My father got to his feet. “Don’t take too much time. The longer you wait, the more damage Artemov can do to you.”
The next night Marina called to congratulate me on my safe return, heroics, and so on, and she happily agreed to meet me in the morning, which was Saturday, February 18. Now swollen with rubles like a cartoon capitalist, I offered to take Marina to Uncle Vladimir’s restaurant in the Ostankino Tower.
At ten o’clock, after no more than the usual misadventures, including a stop at a book kiosk at the Yaroslavl Station, I arrived at her building. This time I was waved upstairs by the bemedaled porter, and, gift book in hand, knocked on Marina’s door.

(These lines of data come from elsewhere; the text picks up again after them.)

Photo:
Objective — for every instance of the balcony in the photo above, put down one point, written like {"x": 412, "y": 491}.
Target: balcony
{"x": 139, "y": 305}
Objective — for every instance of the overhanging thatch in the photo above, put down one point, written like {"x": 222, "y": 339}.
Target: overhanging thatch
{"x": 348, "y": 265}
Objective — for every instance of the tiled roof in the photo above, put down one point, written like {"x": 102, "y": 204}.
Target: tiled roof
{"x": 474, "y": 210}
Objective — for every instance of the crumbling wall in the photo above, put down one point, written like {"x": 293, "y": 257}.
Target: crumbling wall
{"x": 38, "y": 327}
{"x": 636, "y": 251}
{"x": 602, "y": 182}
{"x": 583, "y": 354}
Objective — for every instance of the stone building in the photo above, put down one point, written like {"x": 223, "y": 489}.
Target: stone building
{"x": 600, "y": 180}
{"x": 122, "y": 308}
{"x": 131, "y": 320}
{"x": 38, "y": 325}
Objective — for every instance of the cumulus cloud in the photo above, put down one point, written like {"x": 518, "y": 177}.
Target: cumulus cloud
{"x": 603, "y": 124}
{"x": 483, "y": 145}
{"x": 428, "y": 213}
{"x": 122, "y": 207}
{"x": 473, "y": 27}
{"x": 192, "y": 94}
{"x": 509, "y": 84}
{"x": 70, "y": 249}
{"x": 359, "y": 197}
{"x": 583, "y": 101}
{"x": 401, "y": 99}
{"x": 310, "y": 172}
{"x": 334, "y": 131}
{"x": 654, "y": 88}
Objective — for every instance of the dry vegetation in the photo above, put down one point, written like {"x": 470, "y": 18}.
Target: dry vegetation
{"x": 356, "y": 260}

Alla, her pretty little hard-line roommate, answered. “I don’t think Marina can go out today,” she said.
“Why not?” I could see past her into the room; everything looked normal, though there was no sign of Marina.
Then I heard a retching. “Oh,” I said.
Alla looked rueful. “It started yesterday. She thought she’d be feeling better, but…”
“I understand. I’ll call tomorrow, to see how she’s doing. Here.” I handed Alla the book, Hemingway’s Across the River and into the Trees, which had just come out. Marina had made us read lots of untranslated Hemingway during our English-language classes.
Disappointed, with rubles burning a hole in my pocket, I spent the day lurking in downtown Moscow. I believe I wound up buying a chair and hauling it back to Kaliningrad on the train.
22
Marina
At the bureau the next week, we received a special shipment of American magazines with information on the Apollo fire. Triyanov was going to send them to the documentation center for translation, but both Yastrebov and I pointed out that we read English, so we were given several pieces each to abstract.
I was horrified to learn that the astronauts had been locked inside their Apollo, high on its launchpad, with their spacecraft pressurized to more than one atmosphere at one-hundred-percent oxygen! In that environment a spark immediately explodes into a flame, and materials that should not burn will burn happily. Apparently this was what happened aboard Apollo that night: A stray spark, perhaps from some arcing wire, had blossomed in the rich oxygen, quickly spreading to fabric netting, Velcro, the canvas of the astronauts’ couches. Even the air itself became superheated.
This would have been a serious accident rather than a disaster if not for the fact that Apollo’s main hatch was a heavy three-piece monstrosity that could not be opened in less than two minutes under the best of conditions. The high pressure inside the spacecraft made it almost impossible to remove the inner hatch, which was partially sealed against the spacecraft wall by that pressure.
Some reports said that the astronauts had succumbed quickly, asphyxiated by toxic gases sucked into their pressure suits when hoses melted through. Other reports said that they were burned to a crisp. Horrible stories.
What fascinated me most was the bitter criticism directed at NASA and at North American, the main contractor for Apollo — the equivalent of the Korolev bureau — for lax workmanship and for disregard of safety in such a hazardous test.